On 10/17/2011 01:11 PM, Jeff Shaw wrote:
Hello Gluster users,
Before I put Gluster into production, I am wondering how it determines whether 
a byte can be written, and where I should look in the source code to change 
these behaviors. My experiences are with glusterfs 3.2.4 on CentOS 6 64-bit.

Suppose I have a Gluster volume made up of four 1 MB bricks, like this

Volume Name: test
Type: Distributed-Replicate
Status: Started
Number of Bricks: 2 x 2 = 4
Transport-type: tcp
Bricks:
Brick1: gluster0-node0:/brick0
Brick2: gluster0-node1:/brick1
Brick3: gluster0-node0:/brick2
Brick4: gluster0-node1:/brick3

The mounted Gluster volume will report that the size of the volume is 2 MB, 
which creates a false impression that it can hold a 2 MB file. This isn't too 
bad, since people are used to a file system's maximum file size being smaller 
than the file system's maximum total size.

Scenario 1: One brick runs out of space first.

Taking this a step further, suppose brick0 is actually 2 MB, and I attempt to 
copy a file having 2 MB to the Gluster volume.

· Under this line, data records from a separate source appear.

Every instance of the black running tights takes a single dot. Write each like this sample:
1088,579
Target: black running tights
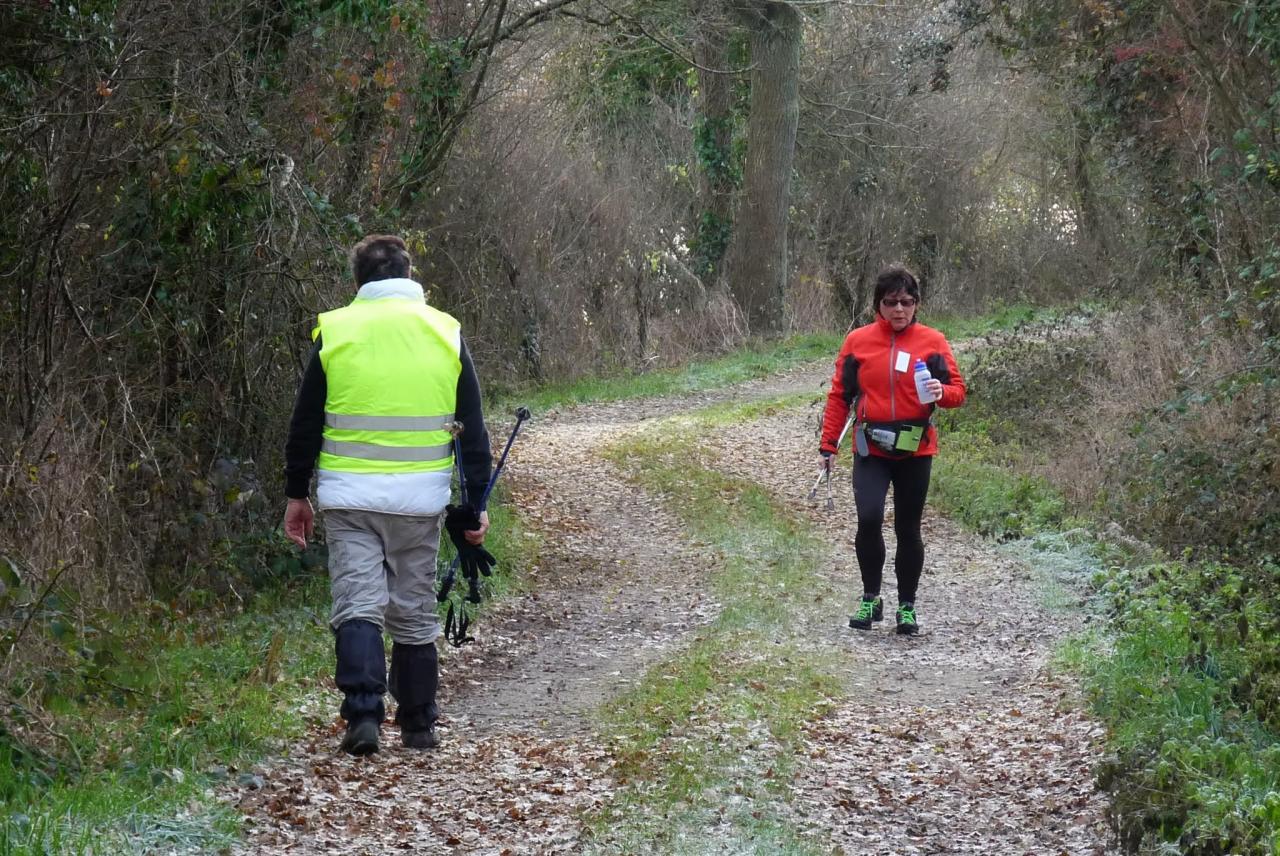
910,480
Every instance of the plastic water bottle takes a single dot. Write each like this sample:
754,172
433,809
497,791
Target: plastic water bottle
922,378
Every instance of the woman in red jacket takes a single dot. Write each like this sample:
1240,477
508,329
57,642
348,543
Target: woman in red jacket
894,435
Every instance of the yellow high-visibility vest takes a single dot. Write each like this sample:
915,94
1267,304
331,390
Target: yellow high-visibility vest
392,367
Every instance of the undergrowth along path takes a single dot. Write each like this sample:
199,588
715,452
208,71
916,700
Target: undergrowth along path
798,733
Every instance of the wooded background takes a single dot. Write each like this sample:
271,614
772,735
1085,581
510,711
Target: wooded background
609,187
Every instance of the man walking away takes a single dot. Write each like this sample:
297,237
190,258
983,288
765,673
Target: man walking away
387,380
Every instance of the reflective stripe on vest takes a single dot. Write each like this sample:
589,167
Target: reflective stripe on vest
392,369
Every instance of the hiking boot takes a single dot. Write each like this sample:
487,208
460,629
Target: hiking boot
906,622
361,737
426,738
868,609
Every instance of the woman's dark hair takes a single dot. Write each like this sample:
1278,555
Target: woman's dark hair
379,257
892,279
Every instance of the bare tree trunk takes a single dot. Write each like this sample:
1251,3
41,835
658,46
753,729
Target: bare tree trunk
758,259
713,146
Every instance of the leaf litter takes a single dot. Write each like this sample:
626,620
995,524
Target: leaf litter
960,741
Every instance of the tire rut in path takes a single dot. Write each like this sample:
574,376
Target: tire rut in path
958,742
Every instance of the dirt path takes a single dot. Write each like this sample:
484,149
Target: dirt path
958,742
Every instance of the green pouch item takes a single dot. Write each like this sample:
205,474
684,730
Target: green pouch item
909,438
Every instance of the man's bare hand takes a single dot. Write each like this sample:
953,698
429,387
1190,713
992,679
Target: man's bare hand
476,535
298,521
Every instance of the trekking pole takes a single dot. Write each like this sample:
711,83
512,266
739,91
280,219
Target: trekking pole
824,472
522,415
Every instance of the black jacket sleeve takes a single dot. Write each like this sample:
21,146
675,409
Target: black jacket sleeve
306,429
476,457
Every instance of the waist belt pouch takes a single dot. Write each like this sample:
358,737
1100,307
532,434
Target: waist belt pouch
896,439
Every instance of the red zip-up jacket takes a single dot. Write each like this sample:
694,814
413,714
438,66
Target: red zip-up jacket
885,385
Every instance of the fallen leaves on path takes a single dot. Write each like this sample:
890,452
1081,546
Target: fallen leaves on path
507,792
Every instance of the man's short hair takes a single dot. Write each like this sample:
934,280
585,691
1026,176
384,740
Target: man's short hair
380,257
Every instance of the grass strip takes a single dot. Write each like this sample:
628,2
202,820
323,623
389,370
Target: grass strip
707,742
753,362
167,706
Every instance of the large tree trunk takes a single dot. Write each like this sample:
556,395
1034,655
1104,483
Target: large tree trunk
758,260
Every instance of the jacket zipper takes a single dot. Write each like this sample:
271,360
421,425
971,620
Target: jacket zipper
892,358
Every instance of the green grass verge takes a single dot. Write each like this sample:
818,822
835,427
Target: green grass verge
1182,672
1191,769
708,740
750,364
152,712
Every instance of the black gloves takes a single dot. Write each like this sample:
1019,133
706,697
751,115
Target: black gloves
475,561
937,366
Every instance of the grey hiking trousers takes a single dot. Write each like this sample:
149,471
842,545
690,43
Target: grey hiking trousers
382,570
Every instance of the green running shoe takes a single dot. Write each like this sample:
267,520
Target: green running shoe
868,609
906,622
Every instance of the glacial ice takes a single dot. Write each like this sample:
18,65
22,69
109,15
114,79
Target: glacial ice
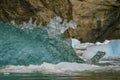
30,44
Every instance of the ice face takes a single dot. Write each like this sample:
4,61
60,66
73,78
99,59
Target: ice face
25,45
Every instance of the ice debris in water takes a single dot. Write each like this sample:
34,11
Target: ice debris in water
88,50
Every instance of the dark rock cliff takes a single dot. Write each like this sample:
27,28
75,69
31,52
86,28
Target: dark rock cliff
97,19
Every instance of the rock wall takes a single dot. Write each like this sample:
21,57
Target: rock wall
97,19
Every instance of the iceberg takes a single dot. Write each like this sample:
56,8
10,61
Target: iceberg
28,43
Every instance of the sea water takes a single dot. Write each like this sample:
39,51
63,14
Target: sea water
32,52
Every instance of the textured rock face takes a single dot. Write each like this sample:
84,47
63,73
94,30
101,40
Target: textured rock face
97,19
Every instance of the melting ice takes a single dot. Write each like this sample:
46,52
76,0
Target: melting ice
28,49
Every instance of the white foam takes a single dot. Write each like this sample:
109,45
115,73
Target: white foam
63,67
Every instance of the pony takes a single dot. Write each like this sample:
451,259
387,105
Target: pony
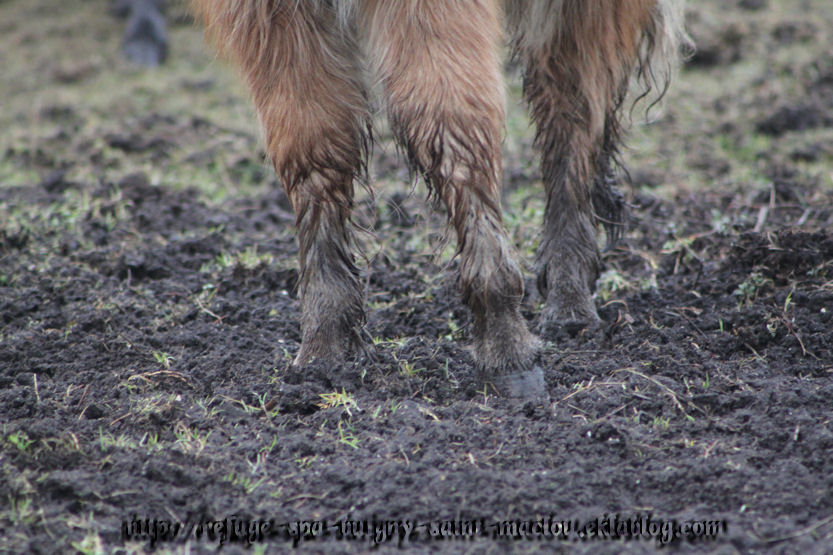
436,66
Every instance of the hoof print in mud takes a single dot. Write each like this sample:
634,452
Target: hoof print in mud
526,385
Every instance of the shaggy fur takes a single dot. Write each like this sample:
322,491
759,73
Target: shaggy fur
437,68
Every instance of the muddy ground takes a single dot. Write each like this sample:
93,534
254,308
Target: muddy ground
148,316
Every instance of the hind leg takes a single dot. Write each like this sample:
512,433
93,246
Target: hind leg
439,67
303,74
578,57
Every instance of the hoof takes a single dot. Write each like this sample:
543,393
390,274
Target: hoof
526,385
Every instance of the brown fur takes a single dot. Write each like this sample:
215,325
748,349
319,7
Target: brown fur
437,68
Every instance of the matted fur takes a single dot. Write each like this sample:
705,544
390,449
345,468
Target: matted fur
437,68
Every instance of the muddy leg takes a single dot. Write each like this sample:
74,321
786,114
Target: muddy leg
303,73
577,71
441,75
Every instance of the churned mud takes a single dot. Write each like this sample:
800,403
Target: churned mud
148,319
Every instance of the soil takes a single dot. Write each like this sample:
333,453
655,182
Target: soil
148,319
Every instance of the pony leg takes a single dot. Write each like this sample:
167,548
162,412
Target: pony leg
579,57
302,70
440,71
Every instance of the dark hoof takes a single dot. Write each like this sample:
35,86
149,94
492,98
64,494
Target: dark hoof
526,385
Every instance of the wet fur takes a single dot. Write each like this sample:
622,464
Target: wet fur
437,70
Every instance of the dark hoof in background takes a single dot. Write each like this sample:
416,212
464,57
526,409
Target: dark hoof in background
526,385
145,39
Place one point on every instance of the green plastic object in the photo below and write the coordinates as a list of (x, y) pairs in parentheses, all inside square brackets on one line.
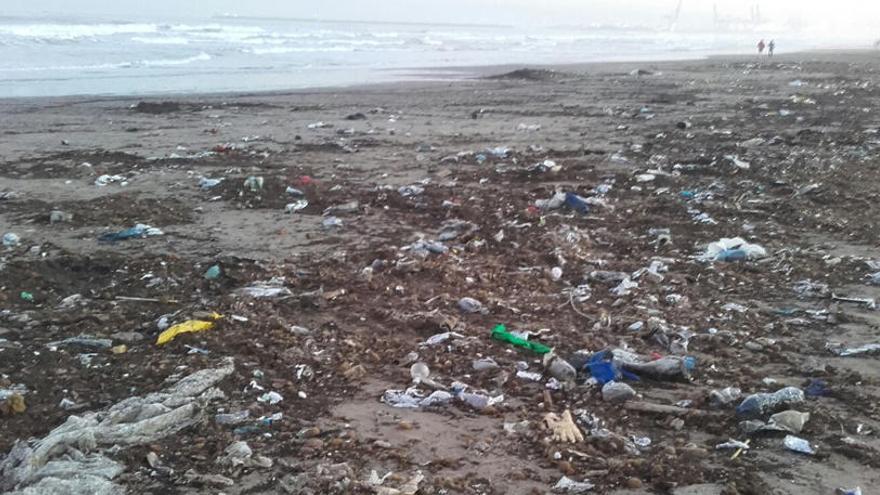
[(500, 333)]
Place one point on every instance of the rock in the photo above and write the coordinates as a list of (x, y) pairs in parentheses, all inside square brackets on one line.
[(128, 337), (790, 420), (633, 483), (58, 216), (617, 392)]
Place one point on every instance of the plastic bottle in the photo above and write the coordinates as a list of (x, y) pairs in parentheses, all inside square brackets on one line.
[(757, 405), (235, 418)]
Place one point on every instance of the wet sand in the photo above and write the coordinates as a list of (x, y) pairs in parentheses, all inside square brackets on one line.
[(781, 152)]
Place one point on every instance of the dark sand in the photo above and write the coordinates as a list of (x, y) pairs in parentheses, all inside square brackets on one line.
[(809, 196)]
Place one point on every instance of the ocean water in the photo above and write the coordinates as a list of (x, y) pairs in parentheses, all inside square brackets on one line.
[(55, 57)]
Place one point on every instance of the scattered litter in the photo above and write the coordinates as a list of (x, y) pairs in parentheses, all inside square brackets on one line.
[(500, 333), (757, 405), (568, 485), (735, 249), (842, 351), (138, 231), (11, 239), (189, 326), (799, 445), (270, 289), (105, 180), (271, 398), (296, 206)]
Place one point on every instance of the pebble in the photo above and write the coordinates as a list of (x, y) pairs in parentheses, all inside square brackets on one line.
[(633, 483), (617, 392)]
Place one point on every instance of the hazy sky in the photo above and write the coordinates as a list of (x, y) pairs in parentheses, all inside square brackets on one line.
[(828, 15)]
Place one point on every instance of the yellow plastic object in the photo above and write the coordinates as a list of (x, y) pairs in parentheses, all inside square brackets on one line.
[(187, 327)]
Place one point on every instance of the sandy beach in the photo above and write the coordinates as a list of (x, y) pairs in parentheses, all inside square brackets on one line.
[(374, 210)]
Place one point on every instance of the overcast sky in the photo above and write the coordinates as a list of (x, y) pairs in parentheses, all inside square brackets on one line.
[(863, 15)]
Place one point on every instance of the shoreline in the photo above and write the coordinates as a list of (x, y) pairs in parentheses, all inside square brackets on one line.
[(468, 73), (583, 207)]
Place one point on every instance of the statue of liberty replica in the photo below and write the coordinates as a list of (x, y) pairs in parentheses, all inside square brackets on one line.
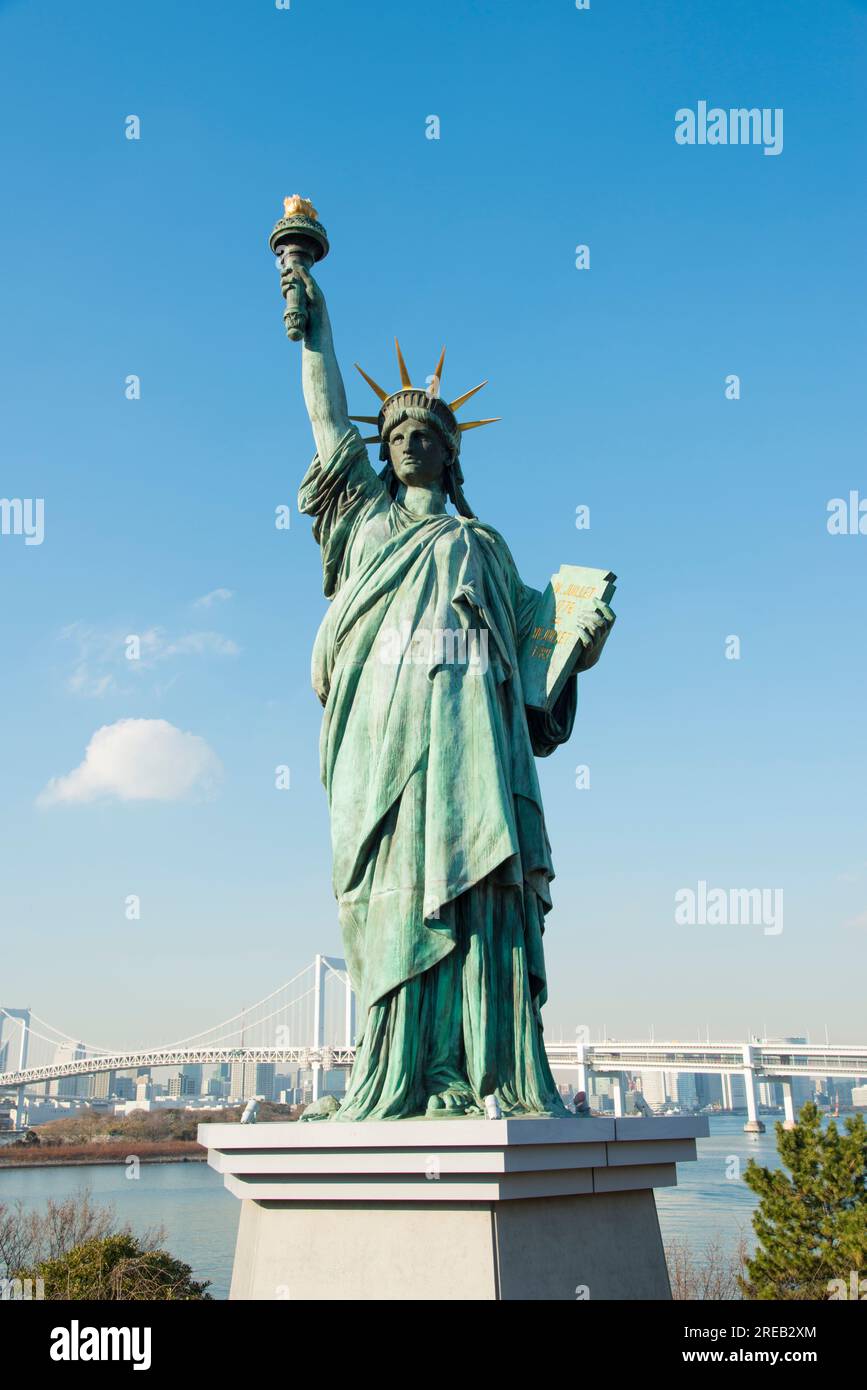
[(442, 862)]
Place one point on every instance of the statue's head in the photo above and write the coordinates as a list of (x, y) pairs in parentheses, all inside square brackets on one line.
[(418, 434), (417, 445)]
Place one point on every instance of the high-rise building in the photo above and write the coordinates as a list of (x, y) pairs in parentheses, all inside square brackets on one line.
[(70, 1086), (192, 1073), (103, 1086), (252, 1079)]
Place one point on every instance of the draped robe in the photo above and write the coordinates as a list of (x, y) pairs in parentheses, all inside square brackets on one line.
[(441, 856)]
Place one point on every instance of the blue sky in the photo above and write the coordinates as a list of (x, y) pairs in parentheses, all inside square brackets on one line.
[(150, 257)]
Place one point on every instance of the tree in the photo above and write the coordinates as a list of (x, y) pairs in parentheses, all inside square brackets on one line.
[(810, 1222), (117, 1268)]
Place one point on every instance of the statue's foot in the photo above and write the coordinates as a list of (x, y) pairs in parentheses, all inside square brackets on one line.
[(455, 1100)]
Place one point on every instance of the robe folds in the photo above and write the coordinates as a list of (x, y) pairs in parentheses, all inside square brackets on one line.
[(441, 856)]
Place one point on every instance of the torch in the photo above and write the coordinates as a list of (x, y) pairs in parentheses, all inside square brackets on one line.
[(299, 238)]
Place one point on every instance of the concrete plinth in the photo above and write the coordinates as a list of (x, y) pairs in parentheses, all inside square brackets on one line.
[(450, 1209)]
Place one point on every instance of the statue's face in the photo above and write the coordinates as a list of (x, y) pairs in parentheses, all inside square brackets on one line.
[(417, 453)]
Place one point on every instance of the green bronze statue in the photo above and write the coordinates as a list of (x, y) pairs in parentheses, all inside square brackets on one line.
[(441, 858)]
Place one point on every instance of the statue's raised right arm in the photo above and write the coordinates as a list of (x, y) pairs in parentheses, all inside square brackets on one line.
[(321, 380)]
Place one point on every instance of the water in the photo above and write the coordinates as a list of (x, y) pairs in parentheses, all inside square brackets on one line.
[(188, 1200), (200, 1218), (707, 1204)]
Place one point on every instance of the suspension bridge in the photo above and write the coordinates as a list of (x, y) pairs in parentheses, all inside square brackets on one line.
[(310, 1023)]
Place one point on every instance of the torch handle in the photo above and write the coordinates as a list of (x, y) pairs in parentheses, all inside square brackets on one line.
[(295, 314)]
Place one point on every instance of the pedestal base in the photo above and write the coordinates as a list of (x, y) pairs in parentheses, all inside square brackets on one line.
[(450, 1209)]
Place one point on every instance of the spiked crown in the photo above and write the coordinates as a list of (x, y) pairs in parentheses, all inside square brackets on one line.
[(420, 398)]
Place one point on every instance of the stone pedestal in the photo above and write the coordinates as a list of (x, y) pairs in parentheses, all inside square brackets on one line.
[(450, 1208)]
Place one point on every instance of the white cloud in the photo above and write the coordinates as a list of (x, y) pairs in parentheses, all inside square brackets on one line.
[(138, 759), (214, 597), (102, 666)]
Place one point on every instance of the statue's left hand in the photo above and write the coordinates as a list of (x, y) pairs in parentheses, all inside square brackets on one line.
[(596, 626)]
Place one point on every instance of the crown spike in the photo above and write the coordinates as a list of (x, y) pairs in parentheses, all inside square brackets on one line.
[(373, 384), (405, 375), (438, 374), (453, 405)]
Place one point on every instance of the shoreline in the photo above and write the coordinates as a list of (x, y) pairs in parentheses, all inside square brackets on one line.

If Gluster chooses to copy the 
file to brick0 and brick1, then the copy succeeds, although brick1 only stores 
half the file. When brick0 fails, only half of the file is available for 
reading. It would be better if Gluster failed to continue writing when one 
brick in the replication group ran out of space.

Scenario 2: One brick is umounted.

Suppose after Scenario 1 completes, brick0 goes offline. Then, a user attempts 
to retrieve the 2 MB file. The user receives the file fragment. Because 
gluster0-node0:/brick0 is unmounted, the file doesn't exist at that location, 
and so the gateway copies the file fragment from gluster0-node1:/brick1 onto 
gluster0-node0:/brick0. Then, even worse, the user starts copying files onto 
the Gluster volume. All the files destined for the first replication group 
appear under /brick0, even though it's unmounted. This eventually will fill up 
the root file system.

I think to fix this, when creating a file, Gluster should make sure that the 
file system that the brick was originally created on is mounted.

I had an idea for this already: http://bugs.gluster.com/show_bug.cgi?id=3578

Also, perhaps bricks should only be able to be created at mount points.

I think this would be too limiting. Some people might have a large /data mount point but only want /data/gluster to hold the gluster files.

A colleague of mine suggested mounting all the Gluster bricks within another 
file system's path that's read only.

This would be more complicated for a gluster admin to set up but could be possible. You could also mount tmpfs or something to /data then your real storage to /data/gluster. That might work even though tmpfs itself won't work with Gluster (I don't think so at least) so I'm not sure what would happen if /data/gluster was unmounted and gluster suddenly fell into an unsupported filesystem type.

In any case I wouldn't force this to need to be true but just have it as a way an admin could design their servers if they wish.

Gluster's source code is quite large, so if someone could point me to the right 
files to edit, I'd be happy to change its behavior to match what I expect.